Monday, January 24, 2005

On Charter Schools: Either believe the ultra right or believe educational experts

Commentary by Elsa Salazar Cade
January 24, 2005

According to the GAO report (The United States Accountability office)  January 2005:    http://www.gao.gov/cgi-bin/getrpt?GAO-05-5: Nearly all of the 39 states in our survey reported that they released  charter schools from some traditional public school requirements. - All but 2 states offered release in one or more of 30 areas that states  identified, from reporting requirements to staffing practices to  student discipline. The greatest number of states released charter  schools from teacher termination procedures and length of school day  (21 states), teacher compensation and benefits (22 states), collective  bargaining procedures (22 states), and requirements established for  local school boards (23 states). Officials in 6 states reported that  the state released charter schools from almost all traditional public  school requirements, while a few requirements, such as the minimum  number of teachers required, the use of district-approved text books,  and graduation requirements, were released in only a few states. Most  states released charter schools from some traditional school  requirements.

The most that the report said was that we needed more data.

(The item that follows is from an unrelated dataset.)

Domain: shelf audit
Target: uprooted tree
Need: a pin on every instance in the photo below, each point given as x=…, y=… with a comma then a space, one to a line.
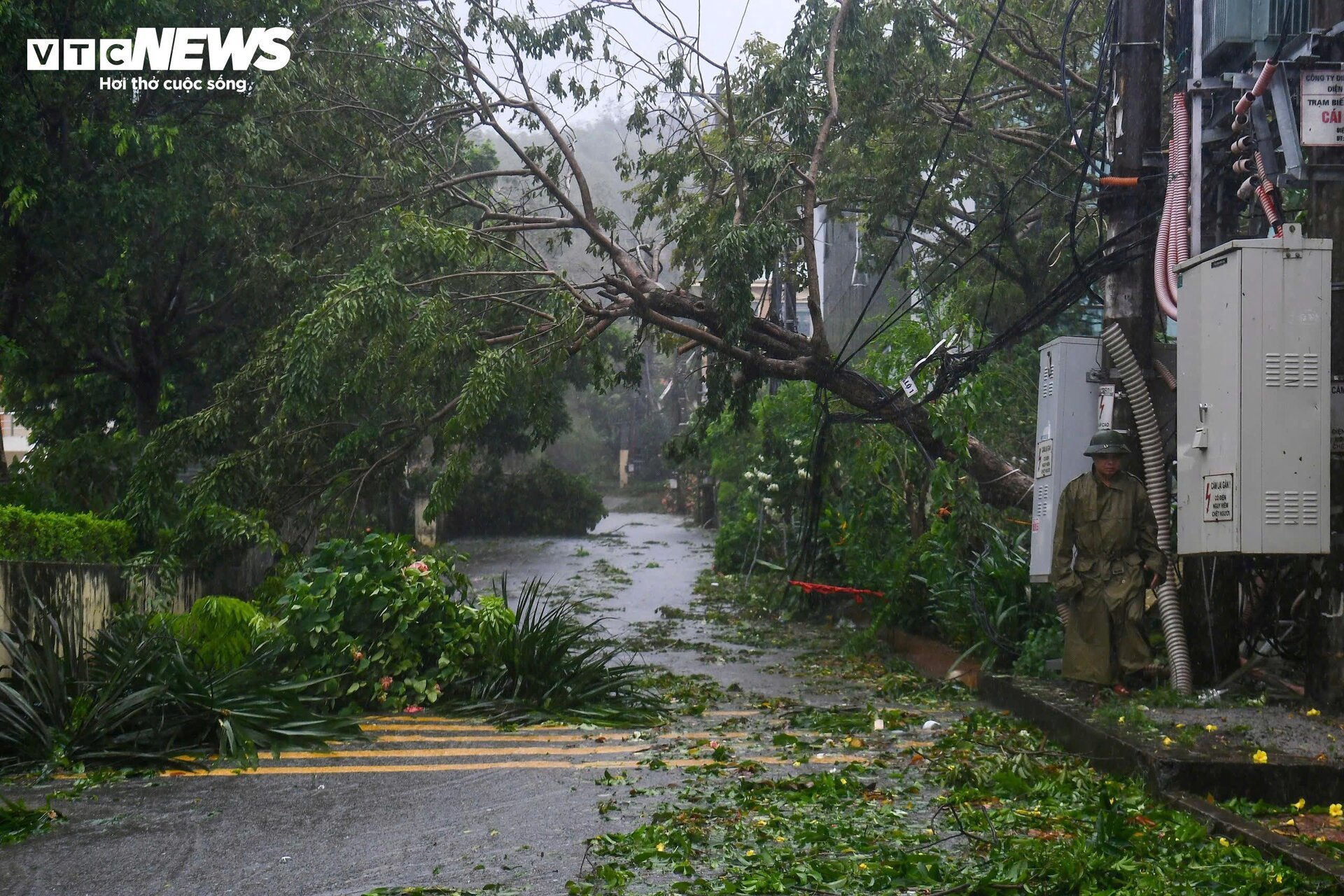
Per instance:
x=945, y=124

According  to the report a school may fail to meet the improvement targets for  three years before our kids get extra help!

"If a school does not meet the target for a third year, students must  be offered supplementary educational services, such as tutoring. " page  26 of the report GAO-05-5. Three years is a HUGE amount of time in a  child's life.  The tutoring would not start until the child's fourth  year in school.  Who would deliver the tutoring the same school that  fell down in educational delivery?

On top of that, The  study by the National Assessment Governing  Board, which examined data for about 6,500 charter school students and  376,000 regular public school students—found that charter school  children taught by teachers with four years of experience or less  performed significantly worse in both reading and math than students in  regular public schools with similarly inexperienced teachers. And  students at charter schools were far more likely to have such teachers  

It also found that far more teachers in charter schools lacked regular  teaching credentials.  Charter schools have poor infrastructure, and  lack educators with credentials. This sounds a lot like failing  neglected public schools.

    If lack of credentials and release of traditional requirements look  like a winning ticket for your child, go to it I guess.  To me it looks  like more of the same.  Poor people of color are given the same choice  they had before.  The right wing ideologues propose withdrawing funding  from already poorly funded schools and sending it to charter schools  with a variety of mandates. 

But, we need more data before we find out  they don't work.  This gives the appearance of reestablishing the  separate but equal system.  Charters schools with fundamentalist  Christian mandates get federal funding and the have-nots get to go to  "other" schools that don't have to meet the requirements of regular  schools.  Catholic schools and other private schools have to charge  tuition in order to run their schools.  Those folks know that if they  want their children to get religious education or elitist education, 
they have to pay for it.

The charter system sets up publicly funded  private schools and at the same time off loads minority children on to  schools that don't have to meet requirements.  This sounds like  "separate but equal"  to me. 

They won't "throw" money at public  education,  but they are willing to spend money on collecting data on  charter schools to see if they work or not.

    Frankly, common sense tells you that to release charter schools from  having to meet the requirements of a public school doesn't really make  sense.  Yeah, in a time when public education is establishing standards  of education for all Americans, we are sitting back and letting the  Bushies tell you that less is more for Hispanic children.

Don't take it  sitting down write your congressman!   Demand equity in education for Hispanic American children.  Racist educational policy remains  entrenched regardless of what you call it!